私達が生きるこの地球上で、たとえ、この御文にあるような、ありえない不可能な現象が起こったとしても、「”法華経の行者の祈りが叶わない”という事だけは絶対にあり得ない」と断言している。
そんな、確信溢れる力強い”約束”とも言える御文です。
大確信の強盛(ごうじょう)な祈りというのは、「南無妙法蓮華経」と唱えて自分の生命に仏界が開く事であり、自分自身の仏性と可能性をどこまでも信じて、法華経を弘める誓いと決意の祈り。
この祈りがあって、諸天の善神達を揺り動かす事が出来る。
この祈りと、法華経を弘めゆく実践があって、自分の祈り・願いがどんどん叶う。
4つのたとえを”不可能な現象”として出す事で、法華経の行者の祈りが叶う事を”絶対の道理”として強調しているようにも感じます。
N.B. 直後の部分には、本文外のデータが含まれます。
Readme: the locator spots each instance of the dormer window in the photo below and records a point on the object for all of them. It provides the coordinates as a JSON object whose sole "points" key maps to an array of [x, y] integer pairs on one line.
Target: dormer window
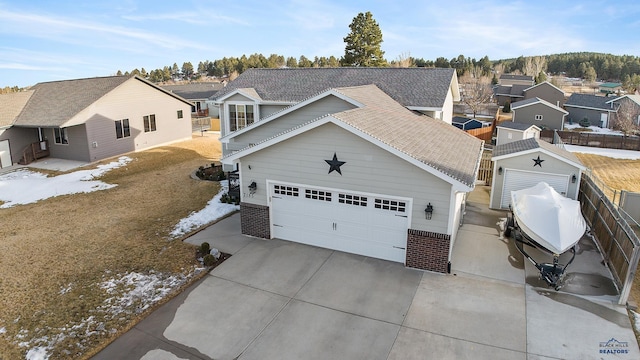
{"points": [[240, 116]]}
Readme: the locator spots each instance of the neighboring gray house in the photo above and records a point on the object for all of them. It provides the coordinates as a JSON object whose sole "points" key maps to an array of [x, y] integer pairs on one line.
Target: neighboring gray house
{"points": [[545, 91], [521, 164], [198, 93], [259, 95], [509, 131], [538, 112], [351, 169], [464, 123], [597, 109], [95, 118]]}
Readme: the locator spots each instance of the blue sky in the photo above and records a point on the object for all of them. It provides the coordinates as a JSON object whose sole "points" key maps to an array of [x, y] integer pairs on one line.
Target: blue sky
{"points": [[52, 40]]}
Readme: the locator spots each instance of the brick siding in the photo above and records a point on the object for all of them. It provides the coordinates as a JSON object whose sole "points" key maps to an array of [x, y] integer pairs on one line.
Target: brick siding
{"points": [[254, 220], [428, 251]]}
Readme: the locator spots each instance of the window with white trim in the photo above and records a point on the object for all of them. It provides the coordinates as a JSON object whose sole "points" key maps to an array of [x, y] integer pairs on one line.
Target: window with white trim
{"points": [[317, 195], [60, 136], [392, 205], [122, 129], [352, 199], [286, 190], [149, 122], [240, 116]]}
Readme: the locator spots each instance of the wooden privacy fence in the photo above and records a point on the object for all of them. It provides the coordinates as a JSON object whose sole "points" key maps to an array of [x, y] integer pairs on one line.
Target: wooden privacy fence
{"points": [[594, 139], [485, 172], [616, 238]]}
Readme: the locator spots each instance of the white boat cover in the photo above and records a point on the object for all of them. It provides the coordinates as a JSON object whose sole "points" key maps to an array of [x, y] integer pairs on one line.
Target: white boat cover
{"points": [[548, 218]]}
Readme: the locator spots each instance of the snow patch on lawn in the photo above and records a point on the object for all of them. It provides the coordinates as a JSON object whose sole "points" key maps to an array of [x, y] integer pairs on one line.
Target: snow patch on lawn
{"points": [[26, 187], [212, 211], [132, 293]]}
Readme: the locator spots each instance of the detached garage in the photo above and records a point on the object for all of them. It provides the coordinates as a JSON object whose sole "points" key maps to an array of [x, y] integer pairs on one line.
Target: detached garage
{"points": [[521, 164]]}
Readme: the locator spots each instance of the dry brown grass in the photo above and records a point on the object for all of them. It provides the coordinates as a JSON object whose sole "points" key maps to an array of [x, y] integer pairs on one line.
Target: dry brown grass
{"points": [[77, 239], [618, 174]]}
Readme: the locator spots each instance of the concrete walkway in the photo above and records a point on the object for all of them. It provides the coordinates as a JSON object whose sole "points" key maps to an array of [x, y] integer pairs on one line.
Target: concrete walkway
{"points": [[280, 300]]}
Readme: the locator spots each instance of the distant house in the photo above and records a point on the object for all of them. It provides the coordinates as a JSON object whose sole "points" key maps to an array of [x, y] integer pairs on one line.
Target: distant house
{"points": [[510, 80], [544, 90], [610, 88], [92, 119], [509, 131], [199, 94], [464, 123], [540, 113], [598, 110]]}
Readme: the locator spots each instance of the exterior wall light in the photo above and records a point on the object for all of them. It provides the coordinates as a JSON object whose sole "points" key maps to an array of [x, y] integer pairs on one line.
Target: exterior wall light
{"points": [[428, 212]]}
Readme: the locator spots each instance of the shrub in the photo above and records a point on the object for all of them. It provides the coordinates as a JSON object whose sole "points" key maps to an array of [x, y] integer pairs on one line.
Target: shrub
{"points": [[209, 260], [205, 248], [585, 122]]}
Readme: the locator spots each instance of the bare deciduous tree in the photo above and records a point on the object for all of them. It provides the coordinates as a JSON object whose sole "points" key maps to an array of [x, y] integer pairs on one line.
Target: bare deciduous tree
{"points": [[627, 116], [477, 92]]}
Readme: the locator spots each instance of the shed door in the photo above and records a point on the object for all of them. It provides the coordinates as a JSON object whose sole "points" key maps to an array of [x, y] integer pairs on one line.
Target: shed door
{"points": [[364, 224], [5, 154], [519, 179]]}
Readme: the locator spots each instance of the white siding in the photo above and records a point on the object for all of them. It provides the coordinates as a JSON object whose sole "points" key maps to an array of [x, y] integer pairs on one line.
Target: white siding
{"points": [[368, 168], [132, 100]]}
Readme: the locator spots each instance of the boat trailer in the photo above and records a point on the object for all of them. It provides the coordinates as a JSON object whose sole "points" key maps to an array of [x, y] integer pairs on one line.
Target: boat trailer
{"points": [[552, 273]]}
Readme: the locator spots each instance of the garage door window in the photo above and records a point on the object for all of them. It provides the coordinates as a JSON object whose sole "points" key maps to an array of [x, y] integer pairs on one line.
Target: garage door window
{"points": [[317, 195], [391, 205], [352, 199], [286, 190]]}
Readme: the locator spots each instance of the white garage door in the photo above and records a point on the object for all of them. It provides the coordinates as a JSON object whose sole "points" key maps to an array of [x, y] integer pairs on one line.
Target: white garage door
{"points": [[5, 154], [365, 224], [518, 180]]}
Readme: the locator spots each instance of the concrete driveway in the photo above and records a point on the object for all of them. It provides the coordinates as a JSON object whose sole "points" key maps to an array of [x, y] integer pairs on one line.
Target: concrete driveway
{"points": [[280, 300]]}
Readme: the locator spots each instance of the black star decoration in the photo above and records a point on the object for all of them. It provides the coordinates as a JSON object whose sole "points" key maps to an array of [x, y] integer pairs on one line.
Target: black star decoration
{"points": [[335, 164], [537, 161]]}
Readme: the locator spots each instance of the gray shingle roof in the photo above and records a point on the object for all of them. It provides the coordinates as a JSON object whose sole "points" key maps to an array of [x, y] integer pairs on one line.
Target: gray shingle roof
{"points": [[11, 105], [433, 142], [411, 87], [514, 125], [54, 103], [195, 90], [532, 144], [588, 101], [516, 77]]}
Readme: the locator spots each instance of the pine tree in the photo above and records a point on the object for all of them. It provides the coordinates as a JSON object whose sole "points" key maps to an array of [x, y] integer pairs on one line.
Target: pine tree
{"points": [[363, 43]]}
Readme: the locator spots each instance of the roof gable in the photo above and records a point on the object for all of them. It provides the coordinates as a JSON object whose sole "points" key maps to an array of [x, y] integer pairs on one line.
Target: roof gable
{"points": [[535, 101], [531, 145], [11, 105], [588, 101], [545, 84], [411, 87], [449, 154], [54, 103]]}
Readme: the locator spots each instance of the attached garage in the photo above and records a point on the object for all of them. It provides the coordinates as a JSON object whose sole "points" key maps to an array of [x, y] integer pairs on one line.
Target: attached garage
{"points": [[354, 222], [525, 163]]}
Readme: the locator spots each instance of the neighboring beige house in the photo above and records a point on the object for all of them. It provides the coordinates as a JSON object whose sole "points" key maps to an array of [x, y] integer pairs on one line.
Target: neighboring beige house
{"points": [[351, 169], [540, 113], [259, 95], [95, 118], [508, 131]]}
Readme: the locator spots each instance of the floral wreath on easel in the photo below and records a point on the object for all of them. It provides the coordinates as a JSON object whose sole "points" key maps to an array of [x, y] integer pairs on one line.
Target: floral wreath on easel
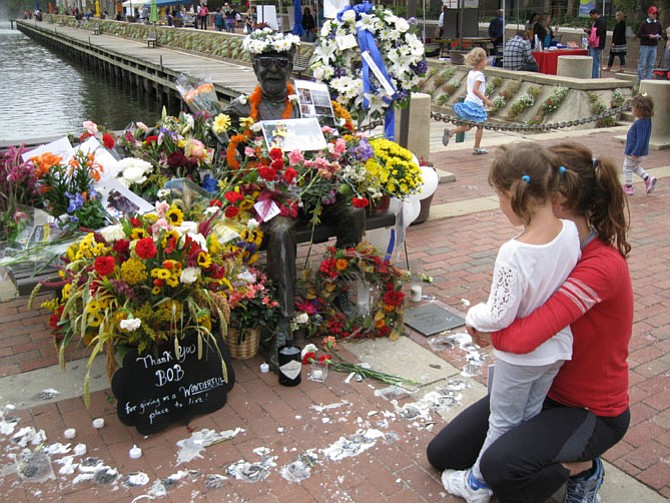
{"points": [[336, 274]]}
ちなみに、「法華経の行者」と似ているようで全く性質の異なるのが「法華経の信者」です。
「信者」は、座して自分の利益ばかりを祈り、更に法華経を弘めるという実践が伴わない人を意味します。
さて、実はこの御文、文章の奥に大きな意味が隠れています。
それは、こういう事↓です。
「大地」=地球 自分vs地球
「虚空」=大気圏 自分vs大気圏
「潮のみちひ」=月(月の引力によって潮の満ち引きがあるから) 自分vs月
「日」=太陽 自分vs太陽
これ↑は、つまり、「宇宙と自分」「宇宙と自分自身の対比」を言っています。
そうです、この4つの言葉は、実は全て「宇宙」を連想させる言葉なのです!
この4つの現象は、地球に住む僕達人間から見ると不可能な事だと認識されています。
でも、宇宙全体から見れば、ほんの小さな出来事にしか過ぎない。もしかしたら他の惑星では、可能な現象かもしれない。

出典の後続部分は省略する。